Monday, August 1, 2011

TWYLA THARP

I just finished reading Twyla Tharp’s autobiography, “Push Comes to Shove.” Tharp is an American dancer and choreographer. She began dancing early in life as a result of having a mother who was a musician, who pushed Twyla into dance. Her mother, who changed the spelling of “Twila” to “Twyla” because it seemed to her a name more suitable for a celebrity, decided from the time her daughter was born that she would become famous. That tells you in a nutshell the origin of the impetus for Tharp to work with an intensity and focus that did lead to her fame in the dance world.


For me the excitement of the book lies not only in Tharp’s determination and hard work to develop her dancing but also in her honesty in looking at how her personal life affected her work and how her work affected her personal life. She drew on her personal life to create dance sequences, and expanded her understanding of herself through her dance.

It was her life as a parent that took the brunt of her commitment to dance. Tharp admits that her son did not get much parenting except when he was with his friends’ families. When he was eleven years old, he told his mother that he loves her but that she’s weird and he asked to go to boarding school.
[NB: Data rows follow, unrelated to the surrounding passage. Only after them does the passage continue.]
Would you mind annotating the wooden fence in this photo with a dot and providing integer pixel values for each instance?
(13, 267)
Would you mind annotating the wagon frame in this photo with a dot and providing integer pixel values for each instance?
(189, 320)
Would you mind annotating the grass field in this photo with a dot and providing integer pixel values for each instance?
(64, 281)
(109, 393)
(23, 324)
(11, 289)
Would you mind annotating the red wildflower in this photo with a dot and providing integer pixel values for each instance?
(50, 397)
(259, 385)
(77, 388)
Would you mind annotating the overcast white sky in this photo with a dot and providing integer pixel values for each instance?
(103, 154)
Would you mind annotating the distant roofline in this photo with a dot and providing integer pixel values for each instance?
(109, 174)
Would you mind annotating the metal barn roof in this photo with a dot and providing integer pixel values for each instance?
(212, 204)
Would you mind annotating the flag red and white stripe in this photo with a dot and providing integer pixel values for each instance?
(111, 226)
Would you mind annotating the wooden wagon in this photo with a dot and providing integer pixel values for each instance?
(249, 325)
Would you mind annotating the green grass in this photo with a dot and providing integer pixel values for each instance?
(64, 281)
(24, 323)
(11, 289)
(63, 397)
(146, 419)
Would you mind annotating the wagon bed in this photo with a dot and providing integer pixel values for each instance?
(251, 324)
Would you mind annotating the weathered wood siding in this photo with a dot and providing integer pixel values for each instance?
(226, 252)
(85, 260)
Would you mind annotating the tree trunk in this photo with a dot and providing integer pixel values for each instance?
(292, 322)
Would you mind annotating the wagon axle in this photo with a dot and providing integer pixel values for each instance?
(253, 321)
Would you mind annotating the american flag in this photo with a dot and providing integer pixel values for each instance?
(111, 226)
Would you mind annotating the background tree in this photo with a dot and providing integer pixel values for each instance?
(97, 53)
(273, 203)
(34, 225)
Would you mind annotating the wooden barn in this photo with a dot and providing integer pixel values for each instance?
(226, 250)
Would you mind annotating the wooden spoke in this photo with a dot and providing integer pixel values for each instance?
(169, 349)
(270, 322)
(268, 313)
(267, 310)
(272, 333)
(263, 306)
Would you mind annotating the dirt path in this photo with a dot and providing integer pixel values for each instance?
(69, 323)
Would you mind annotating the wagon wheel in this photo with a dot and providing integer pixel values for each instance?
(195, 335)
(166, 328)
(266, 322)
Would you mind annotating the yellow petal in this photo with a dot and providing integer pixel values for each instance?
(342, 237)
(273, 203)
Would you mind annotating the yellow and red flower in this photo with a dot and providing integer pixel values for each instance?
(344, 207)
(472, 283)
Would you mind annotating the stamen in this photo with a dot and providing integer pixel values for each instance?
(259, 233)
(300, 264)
Tharp was relieved because she could not give him what he needed and still do what she wanted to do in dance. (I think she was a better dancer than mother.)

The final chapter of the book is moving because of the way she ties together an amazing lifetime of work between the covers of a book. I printed out the following sentence and have it lying on my desk, reading it over and over: “How to protect and extend the lessons and beauty of that past without buying our own energies and imagination is the challenge for every artist.”